The first factor that OIG felt limited the potential for abuse in this arrangement was that the hospice/hospital would not market the availability of this program. It would only explain the availability/eligibility for this program to local hospital case managers and to others upon request. OIG also felt it important that the hospice would inform patients of their right to choose another provider and give them information about other providers in the area at the start of the free services. This gave the beneficiaries the option to exercise their freedom of choice, which OIG found to be a potential safeguard against abuse.
The second factor that OIG felt was important was that, because the costs of the volunteer program would not be included on the hospital or hospice’s cost report, the program would not result in increased costs to the federal health care programs.

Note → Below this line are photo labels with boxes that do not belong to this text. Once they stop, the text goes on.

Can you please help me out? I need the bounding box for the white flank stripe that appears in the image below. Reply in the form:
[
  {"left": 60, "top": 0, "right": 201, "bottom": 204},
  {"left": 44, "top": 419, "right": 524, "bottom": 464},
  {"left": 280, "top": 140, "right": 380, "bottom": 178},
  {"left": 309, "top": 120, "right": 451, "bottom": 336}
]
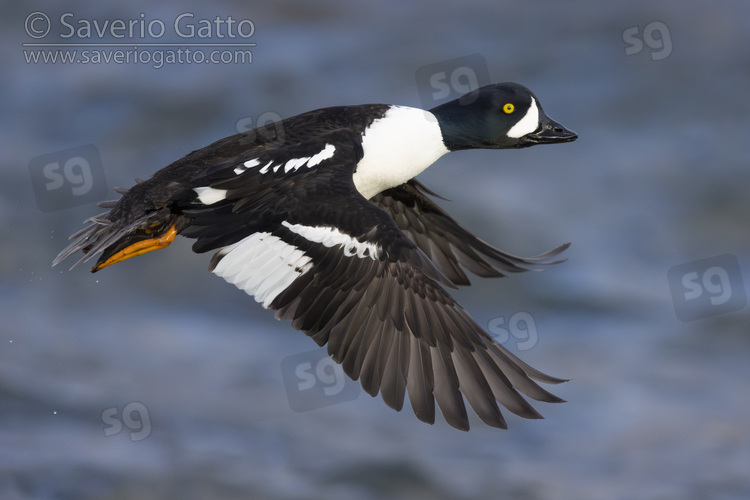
[
  {"left": 282, "top": 221, "right": 380, "bottom": 260},
  {"left": 259, "top": 161, "right": 273, "bottom": 174},
  {"left": 307, "top": 144, "right": 336, "bottom": 168},
  {"left": 193, "top": 187, "right": 227, "bottom": 205},
  {"left": 507, "top": 97, "right": 539, "bottom": 139},
  {"left": 284, "top": 157, "right": 310, "bottom": 173},
  {"left": 213, "top": 233, "right": 313, "bottom": 309},
  {"left": 234, "top": 144, "right": 336, "bottom": 175}
]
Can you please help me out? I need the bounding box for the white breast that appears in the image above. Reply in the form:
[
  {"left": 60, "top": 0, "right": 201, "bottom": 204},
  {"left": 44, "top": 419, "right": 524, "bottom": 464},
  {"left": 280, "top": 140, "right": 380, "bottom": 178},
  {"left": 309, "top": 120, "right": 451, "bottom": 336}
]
[{"left": 354, "top": 106, "right": 448, "bottom": 199}]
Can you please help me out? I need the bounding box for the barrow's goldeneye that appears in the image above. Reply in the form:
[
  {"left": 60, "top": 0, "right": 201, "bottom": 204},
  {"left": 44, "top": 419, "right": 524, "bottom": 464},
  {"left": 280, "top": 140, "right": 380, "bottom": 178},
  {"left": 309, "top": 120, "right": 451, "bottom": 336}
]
[{"left": 53, "top": 83, "right": 577, "bottom": 430}]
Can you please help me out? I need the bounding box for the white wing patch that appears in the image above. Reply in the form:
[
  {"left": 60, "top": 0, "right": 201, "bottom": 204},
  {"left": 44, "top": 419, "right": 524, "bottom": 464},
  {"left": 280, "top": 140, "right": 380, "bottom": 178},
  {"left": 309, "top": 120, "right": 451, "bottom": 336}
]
[
  {"left": 229, "top": 144, "right": 336, "bottom": 175},
  {"left": 507, "top": 97, "right": 539, "bottom": 139},
  {"left": 282, "top": 221, "right": 381, "bottom": 260},
  {"left": 193, "top": 187, "right": 227, "bottom": 205},
  {"left": 213, "top": 233, "right": 313, "bottom": 309}
]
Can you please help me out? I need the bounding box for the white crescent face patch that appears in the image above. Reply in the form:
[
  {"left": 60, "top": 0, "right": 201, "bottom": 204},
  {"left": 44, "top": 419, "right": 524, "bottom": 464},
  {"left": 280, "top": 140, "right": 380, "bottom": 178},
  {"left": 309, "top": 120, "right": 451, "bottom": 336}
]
[{"left": 507, "top": 97, "right": 539, "bottom": 139}]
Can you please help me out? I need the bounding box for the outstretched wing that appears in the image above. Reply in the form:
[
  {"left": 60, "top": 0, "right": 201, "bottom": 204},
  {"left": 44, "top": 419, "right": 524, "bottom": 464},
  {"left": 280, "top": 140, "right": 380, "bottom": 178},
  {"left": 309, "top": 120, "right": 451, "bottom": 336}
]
[
  {"left": 370, "top": 179, "right": 570, "bottom": 285},
  {"left": 173, "top": 130, "right": 562, "bottom": 430}
]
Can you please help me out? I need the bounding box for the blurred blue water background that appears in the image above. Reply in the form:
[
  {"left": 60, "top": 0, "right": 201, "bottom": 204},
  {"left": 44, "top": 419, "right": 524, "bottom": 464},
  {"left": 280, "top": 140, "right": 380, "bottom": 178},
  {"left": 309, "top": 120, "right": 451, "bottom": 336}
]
[{"left": 0, "top": 0, "right": 750, "bottom": 499}]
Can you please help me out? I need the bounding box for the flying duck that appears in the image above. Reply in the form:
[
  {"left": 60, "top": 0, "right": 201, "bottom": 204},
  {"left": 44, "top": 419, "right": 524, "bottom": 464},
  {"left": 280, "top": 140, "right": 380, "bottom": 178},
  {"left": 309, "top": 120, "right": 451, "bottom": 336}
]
[{"left": 53, "top": 83, "right": 577, "bottom": 430}]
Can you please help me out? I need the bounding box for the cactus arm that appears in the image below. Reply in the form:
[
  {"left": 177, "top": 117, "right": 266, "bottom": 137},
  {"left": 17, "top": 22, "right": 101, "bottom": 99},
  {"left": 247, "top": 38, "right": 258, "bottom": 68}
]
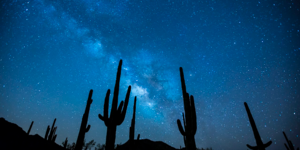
[
  {"left": 85, "top": 125, "right": 91, "bottom": 132},
  {"left": 264, "top": 141, "right": 272, "bottom": 148},
  {"left": 283, "top": 131, "right": 295, "bottom": 150},
  {"left": 117, "top": 86, "right": 131, "bottom": 125},
  {"left": 98, "top": 89, "right": 110, "bottom": 126},
  {"left": 110, "top": 60, "right": 122, "bottom": 118},
  {"left": 177, "top": 119, "right": 186, "bottom": 136},
  {"left": 190, "top": 95, "right": 197, "bottom": 135},
  {"left": 244, "top": 102, "right": 262, "bottom": 145},
  {"left": 117, "top": 101, "right": 124, "bottom": 115},
  {"left": 284, "top": 143, "right": 290, "bottom": 150},
  {"left": 45, "top": 125, "right": 50, "bottom": 140},
  {"left": 179, "top": 67, "right": 186, "bottom": 96},
  {"left": 247, "top": 144, "right": 258, "bottom": 150},
  {"left": 51, "top": 134, "right": 57, "bottom": 142}
]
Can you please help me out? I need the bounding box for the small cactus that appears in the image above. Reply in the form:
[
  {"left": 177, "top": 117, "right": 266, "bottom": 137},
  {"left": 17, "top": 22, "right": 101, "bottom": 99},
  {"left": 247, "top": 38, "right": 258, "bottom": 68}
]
[
  {"left": 244, "top": 102, "right": 272, "bottom": 150},
  {"left": 62, "top": 138, "right": 68, "bottom": 149},
  {"left": 45, "top": 118, "right": 57, "bottom": 142},
  {"left": 283, "top": 131, "right": 299, "bottom": 150},
  {"left": 27, "top": 121, "right": 33, "bottom": 135}
]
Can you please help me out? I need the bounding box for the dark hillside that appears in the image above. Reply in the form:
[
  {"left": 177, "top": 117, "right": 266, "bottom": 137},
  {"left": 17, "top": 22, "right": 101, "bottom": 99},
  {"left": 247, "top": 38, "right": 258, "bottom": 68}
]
[
  {"left": 116, "top": 139, "right": 178, "bottom": 150},
  {"left": 0, "top": 118, "right": 64, "bottom": 150}
]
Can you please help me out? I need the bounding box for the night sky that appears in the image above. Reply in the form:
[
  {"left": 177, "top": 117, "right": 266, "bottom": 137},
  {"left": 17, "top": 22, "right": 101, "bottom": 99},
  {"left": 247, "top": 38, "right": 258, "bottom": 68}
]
[{"left": 0, "top": 0, "right": 300, "bottom": 150}]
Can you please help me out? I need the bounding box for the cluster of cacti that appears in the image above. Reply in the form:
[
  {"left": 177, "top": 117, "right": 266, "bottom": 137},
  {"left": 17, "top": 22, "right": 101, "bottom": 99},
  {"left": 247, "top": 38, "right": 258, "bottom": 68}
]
[
  {"left": 75, "top": 90, "right": 93, "bottom": 150},
  {"left": 244, "top": 102, "right": 272, "bottom": 150},
  {"left": 45, "top": 118, "right": 57, "bottom": 142},
  {"left": 27, "top": 121, "right": 33, "bottom": 135},
  {"left": 98, "top": 60, "right": 131, "bottom": 150},
  {"left": 283, "top": 131, "right": 299, "bottom": 150},
  {"left": 22, "top": 60, "right": 299, "bottom": 150},
  {"left": 177, "top": 67, "right": 197, "bottom": 150}
]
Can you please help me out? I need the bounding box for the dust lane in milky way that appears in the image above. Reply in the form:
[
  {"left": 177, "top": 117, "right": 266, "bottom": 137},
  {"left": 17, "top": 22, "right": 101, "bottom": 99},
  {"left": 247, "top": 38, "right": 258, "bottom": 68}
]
[{"left": 0, "top": 0, "right": 300, "bottom": 149}]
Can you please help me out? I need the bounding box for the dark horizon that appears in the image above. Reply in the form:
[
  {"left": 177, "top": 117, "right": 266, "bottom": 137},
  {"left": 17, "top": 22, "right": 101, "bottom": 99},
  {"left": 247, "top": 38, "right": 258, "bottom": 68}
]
[{"left": 0, "top": 0, "right": 300, "bottom": 150}]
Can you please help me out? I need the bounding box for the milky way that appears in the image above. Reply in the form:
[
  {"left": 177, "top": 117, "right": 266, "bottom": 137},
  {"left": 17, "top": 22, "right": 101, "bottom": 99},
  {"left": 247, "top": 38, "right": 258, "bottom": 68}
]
[{"left": 0, "top": 0, "right": 300, "bottom": 149}]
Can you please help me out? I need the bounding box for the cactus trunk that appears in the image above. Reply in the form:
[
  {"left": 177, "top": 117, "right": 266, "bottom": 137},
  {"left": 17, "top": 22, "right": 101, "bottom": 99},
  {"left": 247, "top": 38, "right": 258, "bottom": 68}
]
[
  {"left": 244, "top": 102, "right": 272, "bottom": 150},
  {"left": 27, "top": 121, "right": 33, "bottom": 135},
  {"left": 177, "top": 67, "right": 197, "bottom": 150},
  {"left": 129, "top": 97, "right": 136, "bottom": 150},
  {"left": 75, "top": 90, "right": 93, "bottom": 150},
  {"left": 98, "top": 60, "right": 131, "bottom": 150}
]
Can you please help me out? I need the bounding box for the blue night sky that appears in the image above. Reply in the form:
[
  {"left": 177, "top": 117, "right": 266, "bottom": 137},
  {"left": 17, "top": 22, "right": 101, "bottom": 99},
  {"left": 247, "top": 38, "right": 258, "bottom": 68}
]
[{"left": 0, "top": 0, "right": 300, "bottom": 150}]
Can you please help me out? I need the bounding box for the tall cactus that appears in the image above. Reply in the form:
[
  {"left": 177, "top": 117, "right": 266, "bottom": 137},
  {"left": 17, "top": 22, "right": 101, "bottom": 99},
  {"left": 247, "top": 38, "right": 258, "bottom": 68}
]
[
  {"left": 129, "top": 96, "right": 140, "bottom": 150},
  {"left": 45, "top": 118, "right": 57, "bottom": 142},
  {"left": 283, "top": 131, "right": 299, "bottom": 150},
  {"left": 98, "top": 60, "right": 131, "bottom": 150},
  {"left": 129, "top": 97, "right": 136, "bottom": 141},
  {"left": 27, "top": 121, "right": 33, "bottom": 135},
  {"left": 244, "top": 102, "right": 272, "bottom": 150},
  {"left": 177, "top": 67, "right": 197, "bottom": 150},
  {"left": 75, "top": 90, "right": 93, "bottom": 150}
]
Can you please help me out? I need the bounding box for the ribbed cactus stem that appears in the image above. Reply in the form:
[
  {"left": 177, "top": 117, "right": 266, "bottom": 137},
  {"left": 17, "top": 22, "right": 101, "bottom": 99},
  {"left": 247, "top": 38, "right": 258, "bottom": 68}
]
[
  {"left": 75, "top": 90, "right": 93, "bottom": 150},
  {"left": 129, "top": 97, "right": 136, "bottom": 141},
  {"left": 244, "top": 102, "right": 272, "bottom": 150},
  {"left": 63, "top": 138, "right": 68, "bottom": 149},
  {"left": 137, "top": 134, "right": 140, "bottom": 140},
  {"left": 177, "top": 67, "right": 197, "bottom": 150},
  {"left": 98, "top": 60, "right": 131, "bottom": 150},
  {"left": 27, "top": 121, "right": 33, "bottom": 135},
  {"left": 283, "top": 131, "right": 299, "bottom": 150},
  {"left": 45, "top": 125, "right": 50, "bottom": 140},
  {"left": 48, "top": 118, "right": 56, "bottom": 141}
]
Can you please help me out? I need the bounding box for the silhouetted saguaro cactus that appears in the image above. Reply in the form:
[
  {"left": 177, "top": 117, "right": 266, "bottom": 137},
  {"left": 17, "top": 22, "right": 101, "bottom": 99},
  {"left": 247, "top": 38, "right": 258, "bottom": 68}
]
[
  {"left": 45, "top": 118, "right": 57, "bottom": 142},
  {"left": 129, "top": 96, "right": 140, "bottom": 150},
  {"left": 244, "top": 102, "right": 272, "bottom": 150},
  {"left": 75, "top": 90, "right": 93, "bottom": 150},
  {"left": 63, "top": 137, "right": 68, "bottom": 149},
  {"left": 177, "top": 67, "right": 197, "bottom": 150},
  {"left": 129, "top": 97, "right": 136, "bottom": 141},
  {"left": 283, "top": 132, "right": 299, "bottom": 150},
  {"left": 27, "top": 121, "right": 33, "bottom": 135},
  {"left": 98, "top": 60, "right": 131, "bottom": 150}
]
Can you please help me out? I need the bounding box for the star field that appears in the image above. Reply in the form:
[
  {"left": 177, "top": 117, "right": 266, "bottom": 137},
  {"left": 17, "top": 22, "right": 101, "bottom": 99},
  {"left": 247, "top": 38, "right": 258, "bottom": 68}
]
[{"left": 0, "top": 0, "right": 300, "bottom": 150}]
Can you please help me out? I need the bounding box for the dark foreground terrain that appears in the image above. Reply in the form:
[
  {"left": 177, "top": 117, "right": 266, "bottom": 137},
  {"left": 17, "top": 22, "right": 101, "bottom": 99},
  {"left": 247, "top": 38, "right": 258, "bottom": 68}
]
[{"left": 0, "top": 118, "right": 177, "bottom": 150}]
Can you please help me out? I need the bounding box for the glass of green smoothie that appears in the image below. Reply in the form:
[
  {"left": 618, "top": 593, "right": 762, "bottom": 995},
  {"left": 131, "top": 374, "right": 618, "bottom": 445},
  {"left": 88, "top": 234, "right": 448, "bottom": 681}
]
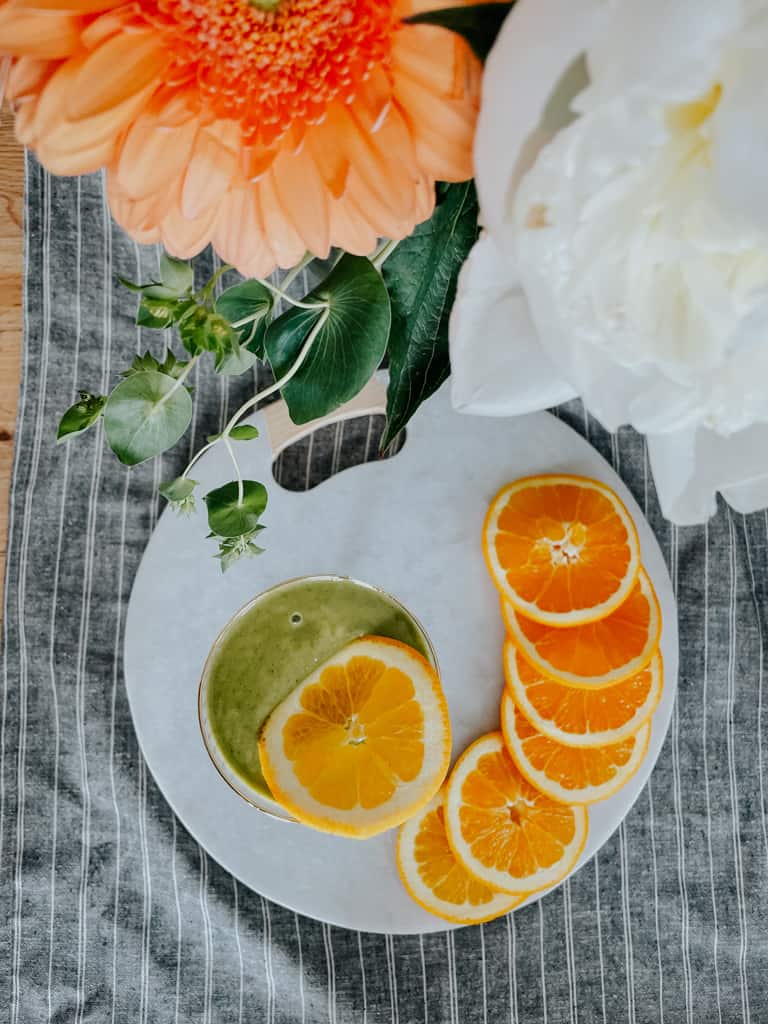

Third, as it often does in opinion letters involving hospice, OIG found the nature of hospice care and the eligibility requirements acted as a limitation on overutilization of hospice services. OIG has repeatedly recognized that to elect hospice care, the patient has to choose to forego curative treatment and be diagnosed with six months or less to live. OIG has long been of the opinion that this results in a patient’s decision to elect hospice being based upon the patient’s comfort with foregoing curative treatment, not upon any inducements offered by providers. In this specific opinion letter, OIG again noted that the relatively low value of the inducement was not likely to overcome most patients’ aversion to foregoing curative care and accepting the fact of their terminal illness. This would act to prevent the arrangement from leading to overutilization of hospice.
OIG specifically noted that it was not saying hospices were free to offer inducements to patients. Although OIG does believe that the requirement to forego curative treatment reduces the effectiveness of most inducements, because most patients fundamentally do not want to elect hospice care, OIG does not mean that you can offer any inducement you want to a patient. OIG is only stating that in this case with the other safeguards noted, the need to forego curative treatment acts as an additional limitation on the remuneration and reduces the likelihood of overutilization of hospice.
This opinion provides additional insight into OIG’s thinking on the use of volunteers in hospice. The opinion makes it clear that OIG thinks these volunteer programs implicate the federal fraud and abuse laws, although OIG appears to have some comfort level with these programs when appropriate program safeguards are in place. Because of OIG’s apparent comfort level with this particular program, the opinion opens the door to the use of volunteer services programs as a means to expand the provision of services into the community. This opinion is not a green light to simply start using volunteers to provide services to terminally ill patients who do not qualify for hospice. The letter specifically limits the opinion to the facts in the letter and can only be relied upon by the requestor. As such, you should seek competent legal advice before implementing a similar volunteer program to ensure that you are implementing it appropriately and in compliance with applicable law.